4

When I have following pseudo-class:

template <class T> class tmplClass
{
    void doSomething(T input);
};

Is there a way to change void doSomething(T input) to void doSomething(const T& input) when sizeof(T) is larger the the system architecture.

Means, when you have tmplClass<char> c; for example, use void doSomething(T input) and when you have tmplClass<[another big class with lots of variables]> use void doSomething(const T& input)

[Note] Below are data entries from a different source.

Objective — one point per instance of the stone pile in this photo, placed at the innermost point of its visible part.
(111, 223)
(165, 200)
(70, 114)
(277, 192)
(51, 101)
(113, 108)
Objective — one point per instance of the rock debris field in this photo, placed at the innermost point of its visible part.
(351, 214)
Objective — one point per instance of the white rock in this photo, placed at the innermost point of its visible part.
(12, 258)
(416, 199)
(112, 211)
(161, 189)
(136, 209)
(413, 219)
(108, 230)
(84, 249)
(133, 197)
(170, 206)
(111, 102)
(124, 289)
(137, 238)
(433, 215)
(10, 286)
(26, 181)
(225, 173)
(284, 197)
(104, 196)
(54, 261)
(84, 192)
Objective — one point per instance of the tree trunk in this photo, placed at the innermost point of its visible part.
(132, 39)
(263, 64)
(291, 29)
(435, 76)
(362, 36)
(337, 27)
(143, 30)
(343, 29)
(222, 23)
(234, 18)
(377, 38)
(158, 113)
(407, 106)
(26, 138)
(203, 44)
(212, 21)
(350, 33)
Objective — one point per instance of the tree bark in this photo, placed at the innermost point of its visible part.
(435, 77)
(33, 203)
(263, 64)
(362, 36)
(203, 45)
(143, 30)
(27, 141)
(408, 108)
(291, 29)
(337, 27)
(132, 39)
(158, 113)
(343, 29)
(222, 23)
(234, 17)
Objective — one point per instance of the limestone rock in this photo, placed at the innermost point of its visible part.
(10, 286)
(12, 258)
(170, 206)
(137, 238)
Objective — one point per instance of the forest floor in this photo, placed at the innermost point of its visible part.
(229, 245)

  1. Do I get any optimization out of this?
  2. Is there anything I have to do, or can gcc do this automatically
  3. If I have to do something, what?
3
  • 2
    It's not a pseudo-class. It's called a template. – Kerrek SB May 15 '13 at 20:53
  • 3
    Take a look at Boost.CallTraits. – Praetorian May 15 '13 at 21:10
  • @KerrekSB I know... but what I wanted to say with pseodo-class, is that this actually is just an example ;) – Uroc327 May 16 '13 at 15:26
8

Sure:

template<typename T, bool=true>
struct eff_arg {
  typedef T type;
};
template<typename T>
struct eff_arg<T, (sizeof(T)>sizeof(int))> {
  typedef T const& type;
};
// C++11 addition

template<typename T>
using EffArg = typename eff_arg<T>::type;

use:

template <class T> class tmplClass
{
  // C++11
  void doSomething(EffArg<T> input);
  // C++03
  void doSomething(typename eff_arg<T>::type input);
};

and replace sizeof(int) with whatever type you want to use as the "point where you want to pass as a reference instead of by value".

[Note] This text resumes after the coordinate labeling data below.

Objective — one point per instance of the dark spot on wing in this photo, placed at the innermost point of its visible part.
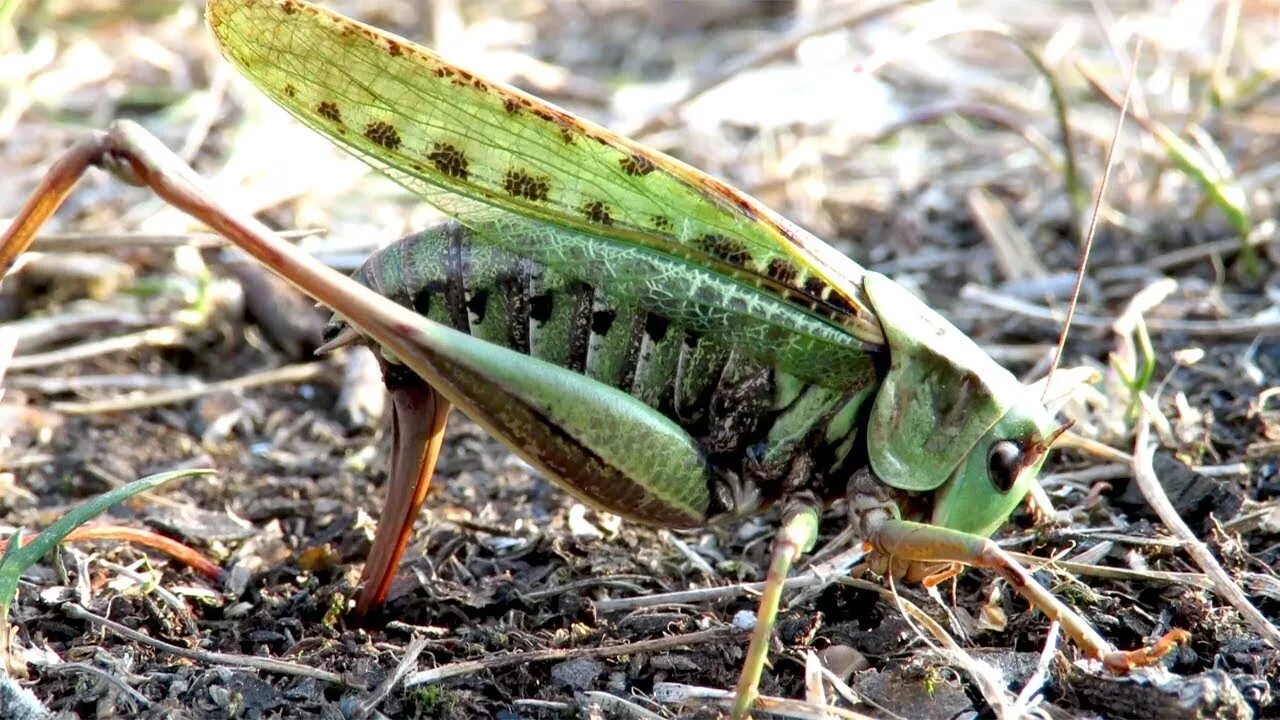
(602, 320)
(328, 109)
(540, 306)
(383, 133)
(726, 249)
(782, 270)
(449, 160)
(520, 183)
(423, 300)
(656, 327)
(478, 304)
(817, 287)
(636, 165)
(598, 212)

Note that the size of a parameter is a mediocre way to make this decision: An extremely small class (even smaller than a pointer!) could have deep copy semantics where a large structure is duplicated when it is duplicated. And often the cut-off shouldn't be size of int or a pointer but bigger than that, because indirection has a cost.

An idea might be to copy only objects that don't manage resources and are sufficiently small. std::is_trivially_copyable<T>::value && (sizeof(T) <= 2*sizeof(void*)) might be the kind of check you should make before passing a T rather than a T const& when you have no need for a copy of the data.

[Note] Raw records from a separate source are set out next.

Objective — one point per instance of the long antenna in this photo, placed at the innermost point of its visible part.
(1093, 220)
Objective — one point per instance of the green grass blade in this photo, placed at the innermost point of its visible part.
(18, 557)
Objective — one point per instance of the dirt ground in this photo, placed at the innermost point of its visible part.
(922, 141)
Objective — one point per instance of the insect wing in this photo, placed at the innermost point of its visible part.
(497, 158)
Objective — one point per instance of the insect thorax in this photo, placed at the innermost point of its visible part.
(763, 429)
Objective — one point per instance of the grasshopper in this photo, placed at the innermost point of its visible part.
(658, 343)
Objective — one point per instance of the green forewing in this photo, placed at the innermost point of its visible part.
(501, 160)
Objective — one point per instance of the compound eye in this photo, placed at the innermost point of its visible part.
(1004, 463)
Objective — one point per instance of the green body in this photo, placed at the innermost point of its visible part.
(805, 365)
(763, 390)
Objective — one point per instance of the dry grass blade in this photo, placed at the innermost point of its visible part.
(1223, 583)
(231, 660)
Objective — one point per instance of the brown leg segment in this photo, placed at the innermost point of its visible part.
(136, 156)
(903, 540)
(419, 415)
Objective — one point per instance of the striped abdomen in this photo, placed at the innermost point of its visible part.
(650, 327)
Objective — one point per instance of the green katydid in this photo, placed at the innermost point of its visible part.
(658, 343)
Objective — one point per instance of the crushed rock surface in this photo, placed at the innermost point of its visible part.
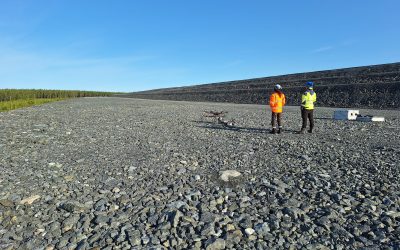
(115, 173)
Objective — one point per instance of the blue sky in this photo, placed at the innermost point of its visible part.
(138, 45)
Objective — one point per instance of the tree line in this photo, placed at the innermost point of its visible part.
(21, 94)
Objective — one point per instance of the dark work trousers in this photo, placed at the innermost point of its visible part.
(274, 118)
(307, 113)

This leads to the following:

template<typename T, bool=true>
struct eff_arg {
  typedef T const& type;
};
template<typename T>
struct eff_arg<T,
  std::is_trivially_copyable<T>::value
  && (sizeof(T)<=2*sizeof(void*))
> {
  typedef T type;
};
template<typename T>
using EffArg = typename eff_arg<T>::type;
0
8

Yes, easy:

#include <type_traits>

template <typename T> struct Foo
{
    void do_something(typename std::conditional<(sizeof(T) > sizeof(void *)),
                                                 T const &, T>::type x)
    {
        // ... use "x"
    }

    // ...
};

You might want to assign the resulting type to some type alias for easy reuse.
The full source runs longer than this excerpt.